Google Worries Mount Over EU Antitrust Fine, Oracle Case Outcome

The European Commission may hit Alphabet ‘s ( GOOGL ) Google with a $3.4 billion fine as early as June on grounds that the U.S. Internet giant favors its own shopping service in Internet searches. The European Union’s biggest antitrust fine to date was $1.45 billion, against chipmaker Intel ( INTC ) in 2009. The EU in 2013 also fined Microsoft ( MSFT ) $730 million for failing to respect an antitrust settlement with regulators. The most Google could be fined would be 10% of annual revenue under EU law, which would be roughly double the $3.4 billion fine. Google posted revenue near $75 billion in 2015 and reported $75.3 billion in cash, cash equivalents and marketable securities in its Q1 earnings release.
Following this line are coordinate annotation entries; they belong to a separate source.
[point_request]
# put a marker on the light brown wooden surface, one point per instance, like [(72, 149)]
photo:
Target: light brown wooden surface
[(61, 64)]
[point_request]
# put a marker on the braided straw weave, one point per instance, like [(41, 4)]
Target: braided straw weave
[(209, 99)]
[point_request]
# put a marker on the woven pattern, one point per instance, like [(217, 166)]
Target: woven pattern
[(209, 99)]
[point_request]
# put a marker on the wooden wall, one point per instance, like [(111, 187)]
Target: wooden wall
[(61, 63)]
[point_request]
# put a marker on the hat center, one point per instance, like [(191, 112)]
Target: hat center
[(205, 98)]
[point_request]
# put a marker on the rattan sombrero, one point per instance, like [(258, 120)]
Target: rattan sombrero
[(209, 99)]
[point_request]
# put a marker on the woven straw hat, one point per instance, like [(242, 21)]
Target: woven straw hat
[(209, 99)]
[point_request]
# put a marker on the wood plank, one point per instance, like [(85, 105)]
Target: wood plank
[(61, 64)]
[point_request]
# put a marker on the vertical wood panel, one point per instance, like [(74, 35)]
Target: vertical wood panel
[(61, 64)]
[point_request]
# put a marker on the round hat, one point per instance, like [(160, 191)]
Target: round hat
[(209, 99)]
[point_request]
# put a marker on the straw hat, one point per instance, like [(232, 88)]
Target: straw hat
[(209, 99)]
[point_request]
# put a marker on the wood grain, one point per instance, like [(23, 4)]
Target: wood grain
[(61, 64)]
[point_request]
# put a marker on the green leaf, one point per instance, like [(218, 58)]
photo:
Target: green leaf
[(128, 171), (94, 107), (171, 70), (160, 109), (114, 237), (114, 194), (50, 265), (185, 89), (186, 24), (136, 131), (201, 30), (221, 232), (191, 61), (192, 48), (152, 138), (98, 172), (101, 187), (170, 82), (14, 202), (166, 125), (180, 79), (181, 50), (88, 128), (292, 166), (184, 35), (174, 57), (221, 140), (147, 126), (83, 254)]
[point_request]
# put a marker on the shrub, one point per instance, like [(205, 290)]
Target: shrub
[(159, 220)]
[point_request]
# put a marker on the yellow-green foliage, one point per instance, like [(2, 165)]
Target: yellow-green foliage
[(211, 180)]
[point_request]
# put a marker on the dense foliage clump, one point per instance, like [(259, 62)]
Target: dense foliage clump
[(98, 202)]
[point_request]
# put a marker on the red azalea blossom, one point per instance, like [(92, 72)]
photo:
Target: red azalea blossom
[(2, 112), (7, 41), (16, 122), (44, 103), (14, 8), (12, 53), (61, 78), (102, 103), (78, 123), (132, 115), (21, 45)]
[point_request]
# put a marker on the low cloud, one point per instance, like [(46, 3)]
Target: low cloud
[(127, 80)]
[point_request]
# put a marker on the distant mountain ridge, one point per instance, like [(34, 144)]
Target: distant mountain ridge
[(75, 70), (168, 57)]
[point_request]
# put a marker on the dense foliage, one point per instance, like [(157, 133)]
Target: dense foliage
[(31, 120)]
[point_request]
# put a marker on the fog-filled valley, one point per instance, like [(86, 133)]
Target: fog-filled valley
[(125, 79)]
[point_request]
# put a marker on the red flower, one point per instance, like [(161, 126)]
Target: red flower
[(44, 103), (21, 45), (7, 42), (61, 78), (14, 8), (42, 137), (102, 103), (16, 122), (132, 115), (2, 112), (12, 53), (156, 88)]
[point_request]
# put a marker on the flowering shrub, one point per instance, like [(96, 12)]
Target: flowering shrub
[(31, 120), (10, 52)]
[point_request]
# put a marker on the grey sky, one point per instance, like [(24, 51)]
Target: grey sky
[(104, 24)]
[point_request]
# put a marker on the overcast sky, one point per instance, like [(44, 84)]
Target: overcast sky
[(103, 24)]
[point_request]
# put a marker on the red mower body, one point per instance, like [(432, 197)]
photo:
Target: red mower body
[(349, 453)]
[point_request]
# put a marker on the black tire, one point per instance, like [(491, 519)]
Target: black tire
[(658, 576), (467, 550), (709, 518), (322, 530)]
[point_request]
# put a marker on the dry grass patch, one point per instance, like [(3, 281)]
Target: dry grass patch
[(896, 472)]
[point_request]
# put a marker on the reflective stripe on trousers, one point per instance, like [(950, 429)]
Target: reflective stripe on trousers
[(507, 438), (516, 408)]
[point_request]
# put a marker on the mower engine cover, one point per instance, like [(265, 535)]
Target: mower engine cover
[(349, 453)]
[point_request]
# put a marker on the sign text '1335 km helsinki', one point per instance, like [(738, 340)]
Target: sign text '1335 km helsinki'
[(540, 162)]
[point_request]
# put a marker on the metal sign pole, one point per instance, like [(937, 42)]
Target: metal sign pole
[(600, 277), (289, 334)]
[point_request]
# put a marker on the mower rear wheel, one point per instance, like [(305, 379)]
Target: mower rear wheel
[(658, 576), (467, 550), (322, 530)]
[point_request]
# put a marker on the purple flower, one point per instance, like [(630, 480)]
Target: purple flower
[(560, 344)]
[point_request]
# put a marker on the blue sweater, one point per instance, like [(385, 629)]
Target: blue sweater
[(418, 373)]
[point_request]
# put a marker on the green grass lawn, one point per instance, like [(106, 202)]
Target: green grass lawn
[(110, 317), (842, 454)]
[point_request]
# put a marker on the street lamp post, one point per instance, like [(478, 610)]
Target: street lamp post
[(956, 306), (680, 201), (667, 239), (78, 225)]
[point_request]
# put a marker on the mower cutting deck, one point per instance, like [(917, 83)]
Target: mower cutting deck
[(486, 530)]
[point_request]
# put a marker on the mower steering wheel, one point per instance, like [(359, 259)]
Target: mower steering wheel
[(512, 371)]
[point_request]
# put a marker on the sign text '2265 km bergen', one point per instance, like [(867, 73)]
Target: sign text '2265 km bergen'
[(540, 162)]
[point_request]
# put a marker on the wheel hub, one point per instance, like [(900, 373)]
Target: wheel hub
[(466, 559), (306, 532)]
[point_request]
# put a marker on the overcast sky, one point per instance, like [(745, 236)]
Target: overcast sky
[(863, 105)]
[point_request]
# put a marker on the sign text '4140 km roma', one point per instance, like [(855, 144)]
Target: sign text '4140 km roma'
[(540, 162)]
The Sunday Telegraph first reported the antitrust fine. Google has not commented. The EU’s European Commission (EC) regulators in recent years have investigated other U.S. companies — including Amazon.com ( AMZN ), Facebook ( FB ) and Apple ( AAPL ) — over antitrust and privacy issues. If the EU fines Google, it would put U.S. regulators in the spotlight. The Federal Trade Commission in 2013 ended an investigation into whether Google abused its dominance in the Internet search market without bringing charges. The EU has opened up a separate probe involving Google’s Android smartphone software. Meanwhile, a copyright infringement case involving Oracle ( ORCL ) and Google is heading into its second week. Oracle claims Google violated its copyright on parts of the Java programming language when it created the Android mobile operating system, now used in mobile phones worldwide. Oracle is seeking $8.8 billion in damages. “If the EC does issue the ruling, Google is required to comply with the nondiscrimination ruling even while pursuing a possible court appeal, which could take three to five years,” said Paul Gallant, an analyst at Guggenheim Partners, in a research report. “This is not well understood by investors. “In addition, if Google refuses to comply — or if its revisions are deemed inadequate — it can be subject to an ongoing noncompliance fine  of up to 5% of its global annual revenues, pro-rated daily.” Alphabet stock was flat in early trading, near 724. Alphabet stock broke out of a cup-with-handle base at a 777.41 buy point on April 14, but it is now near the 7% to 8% decline where selling shares is recommended.